The following junior high schools feed into Katy High School:

- Haskett Junior High School (partial)
- Katy Junior High School (partial)
- West Memorial Junior High School (partial)
- Woodcreek Junior High School (partial)

==Notable alumni==

- Nic Anderson (2022) – college football wide receiver for the Kentucky Wildcats
- Rodney Anderson (2015) – NFL running back
- Ryder Anderson (2017) – NFL defensive end for the New York Giants
- Clint Black – country singer
- Davis Cleveland – actor
- Andy Dalton (2006) – NFL quarterback for the Carolina Panthers
- Joel Dehlin – former Chief Information Officer for the LDS Church
- John Dehlin – Mormon podcaster
- Jorge Diaz (1992) – NFL offensive tackle for the Tampa Bay Buccaneers and the Dallas Cowboys.
- Paddy Fisher (2016) – all-state LB and college football player at Northwestern Current AFL LB for the Michigan Panthers
- Terrence Frederick (2008) – NFL defensive back for the New Orleans Saints
- Johnathan Hall (2023) – college football linebacker for the Utah Utes
- Eric Heitmann (1998) – 10-year starting NFL center for the San Francisco 49ers
- Dalton Johnson (2021) – college football safety for the Arizona Wildcats
- Bo Levi Mitchell (2008) – CFL quarterback for the Hamilton Tiger-Cats
- Ryan Mouton – NFL cornerback (2009-2013)
- Sage Northcutt – Professional MMA Fighter.
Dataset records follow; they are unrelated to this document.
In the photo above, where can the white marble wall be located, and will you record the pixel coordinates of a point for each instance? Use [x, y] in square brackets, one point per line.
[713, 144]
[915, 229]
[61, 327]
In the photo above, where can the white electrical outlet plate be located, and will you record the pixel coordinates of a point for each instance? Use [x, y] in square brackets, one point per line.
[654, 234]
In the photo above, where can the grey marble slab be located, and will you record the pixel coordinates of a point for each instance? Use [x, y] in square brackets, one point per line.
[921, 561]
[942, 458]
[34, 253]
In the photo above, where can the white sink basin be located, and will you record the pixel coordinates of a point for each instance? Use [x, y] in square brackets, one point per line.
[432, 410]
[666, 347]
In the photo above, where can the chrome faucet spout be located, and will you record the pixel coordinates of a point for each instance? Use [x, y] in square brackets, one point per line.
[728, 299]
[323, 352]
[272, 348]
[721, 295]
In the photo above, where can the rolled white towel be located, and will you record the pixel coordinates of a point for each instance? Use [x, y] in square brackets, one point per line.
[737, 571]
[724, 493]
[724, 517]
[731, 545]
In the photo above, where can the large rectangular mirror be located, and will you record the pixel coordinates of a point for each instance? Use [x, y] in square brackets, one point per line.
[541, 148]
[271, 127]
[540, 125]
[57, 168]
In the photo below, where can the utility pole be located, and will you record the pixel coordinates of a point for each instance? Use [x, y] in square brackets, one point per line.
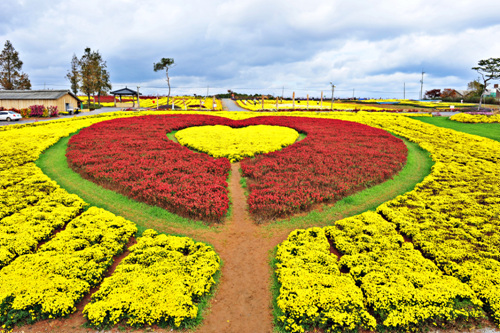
[138, 98]
[422, 84]
[333, 90]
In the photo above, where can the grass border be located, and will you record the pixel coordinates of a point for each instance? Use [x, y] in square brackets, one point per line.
[486, 130]
[54, 164]
[418, 159]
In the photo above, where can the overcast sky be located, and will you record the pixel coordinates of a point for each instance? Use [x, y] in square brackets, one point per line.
[259, 46]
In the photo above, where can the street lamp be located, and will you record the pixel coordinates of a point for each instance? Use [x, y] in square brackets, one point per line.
[333, 89]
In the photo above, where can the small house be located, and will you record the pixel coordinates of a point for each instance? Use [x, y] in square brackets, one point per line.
[21, 99]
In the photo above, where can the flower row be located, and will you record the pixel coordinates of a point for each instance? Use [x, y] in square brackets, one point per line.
[21, 232]
[403, 290]
[452, 216]
[236, 144]
[469, 118]
[49, 283]
[160, 282]
[304, 105]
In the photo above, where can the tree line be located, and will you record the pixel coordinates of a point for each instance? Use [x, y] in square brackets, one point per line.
[11, 77]
[89, 74]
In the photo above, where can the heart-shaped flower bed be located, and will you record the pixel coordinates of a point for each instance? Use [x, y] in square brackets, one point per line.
[134, 157]
[236, 143]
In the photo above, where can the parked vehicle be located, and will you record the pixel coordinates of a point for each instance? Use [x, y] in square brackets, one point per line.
[10, 115]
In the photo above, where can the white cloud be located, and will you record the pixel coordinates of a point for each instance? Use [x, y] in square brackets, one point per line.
[261, 44]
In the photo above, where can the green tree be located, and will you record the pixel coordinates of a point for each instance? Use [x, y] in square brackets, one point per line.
[165, 64]
[11, 76]
[489, 69]
[94, 76]
[73, 74]
[475, 87]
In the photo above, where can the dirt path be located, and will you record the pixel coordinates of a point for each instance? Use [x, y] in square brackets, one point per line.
[243, 301]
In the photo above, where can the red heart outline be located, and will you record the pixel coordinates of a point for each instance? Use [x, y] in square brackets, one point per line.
[134, 157]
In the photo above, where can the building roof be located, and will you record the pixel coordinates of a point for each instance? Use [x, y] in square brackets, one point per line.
[34, 94]
[123, 92]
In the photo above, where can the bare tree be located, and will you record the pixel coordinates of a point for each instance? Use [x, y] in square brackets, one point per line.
[11, 76]
[165, 64]
[93, 74]
[73, 74]
[489, 69]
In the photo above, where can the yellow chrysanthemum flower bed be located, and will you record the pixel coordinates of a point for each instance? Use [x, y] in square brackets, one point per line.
[401, 288]
[159, 282]
[469, 118]
[236, 143]
[452, 217]
[49, 283]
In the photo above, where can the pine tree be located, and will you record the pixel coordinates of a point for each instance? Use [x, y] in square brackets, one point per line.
[94, 76]
[74, 74]
[11, 76]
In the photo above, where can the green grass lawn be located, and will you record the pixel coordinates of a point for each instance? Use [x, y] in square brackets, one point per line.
[490, 131]
[418, 166]
[54, 164]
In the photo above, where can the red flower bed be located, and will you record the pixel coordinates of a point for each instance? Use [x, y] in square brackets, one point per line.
[336, 159]
[134, 157]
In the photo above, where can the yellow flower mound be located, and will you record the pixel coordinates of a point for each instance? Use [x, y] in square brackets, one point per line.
[236, 143]
[161, 280]
[469, 118]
Currently fights in ONE Championship.
- Moro Ojomo (2018) – NFL Defensive Tackle for the Philadelphia Eagles
- Pamela Ribon – screenwriter, novelist, and actress
- Mike Swick – retired professional Mixed Martial Artist, competed on the inaugural season of The Ultimate Fighter
- Keith Whittington- Class of 1986. William Nelson Cromwell Professor of Politics at Princeton University.